We would expect the community to use the file format to generate diverse formats that work with their specific workflows and toolchains, therefore we don't need to be exhaustive in the output formats we initially implement.

A v1.0.0 of the file format could simply include the source format itself, whatever it is. Additional output formats that we're certain to need internally (e.g. TypeScript, or Swift) could be looked at as a follow on task.

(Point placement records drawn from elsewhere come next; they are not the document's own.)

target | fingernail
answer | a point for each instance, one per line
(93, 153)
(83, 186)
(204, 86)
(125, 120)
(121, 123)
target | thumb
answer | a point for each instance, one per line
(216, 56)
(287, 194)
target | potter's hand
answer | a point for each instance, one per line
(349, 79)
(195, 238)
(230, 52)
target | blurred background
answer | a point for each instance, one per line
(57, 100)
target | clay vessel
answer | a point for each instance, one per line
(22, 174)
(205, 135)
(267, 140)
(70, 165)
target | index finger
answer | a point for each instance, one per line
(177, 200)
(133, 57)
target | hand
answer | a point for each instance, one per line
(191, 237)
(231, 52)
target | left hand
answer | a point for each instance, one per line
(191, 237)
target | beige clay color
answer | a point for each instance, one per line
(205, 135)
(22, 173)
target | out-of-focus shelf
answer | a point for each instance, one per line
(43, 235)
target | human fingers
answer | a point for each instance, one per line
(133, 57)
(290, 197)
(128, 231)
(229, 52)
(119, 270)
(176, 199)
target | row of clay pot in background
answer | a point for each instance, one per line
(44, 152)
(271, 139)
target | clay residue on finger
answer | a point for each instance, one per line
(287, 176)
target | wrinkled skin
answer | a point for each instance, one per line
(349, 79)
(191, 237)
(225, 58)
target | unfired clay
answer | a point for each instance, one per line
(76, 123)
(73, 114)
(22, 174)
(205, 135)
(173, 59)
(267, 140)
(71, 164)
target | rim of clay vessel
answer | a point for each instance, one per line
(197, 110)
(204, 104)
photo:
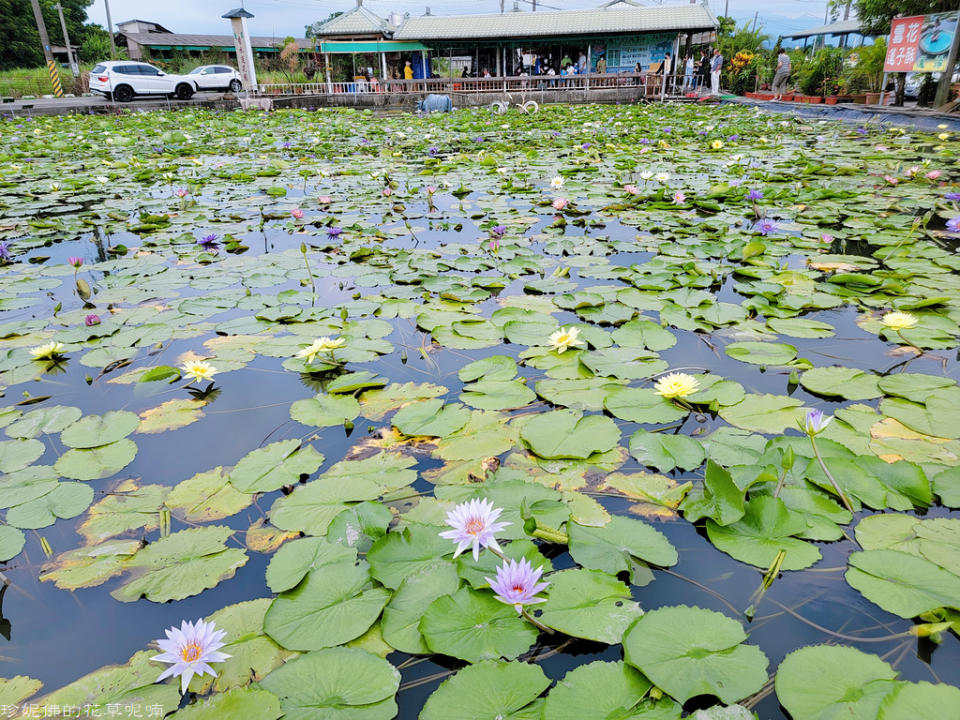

Rather than pollute the core file format repo with generator code for other formats, these could be housed in separate repos (GitHub Actions could eventually be used to trigger builds when a new file format is released).

๐ŸŒณ Structure

The following structural elements and types should be describable by the file format,

  • A definition for the root document type and every class/object type that can appear as a child in the document
  • Limit object properties to allowable types (e.g. layers array can only contain elements of union type Layer, for example)
  • Encode whether properties are optional
  • Descriptive enums (e.g. all possible values of _class, or colorProfile properties etc)
  • Handy union types not explicitly appearing in the Sketch.app model, but useful for developers parsing/generating documents in the wild (e.g. a type representing a union of all layer types)
  • If practical reproduce some aspects of the Sketch.app model class hierarchy (main benefit here would be to reduce duplication in the file format source, rather than attempting to mirror the internals of the native app, e.g. define an abstract type for layers, which could share common properties amongst all concrete types that behave as a layer)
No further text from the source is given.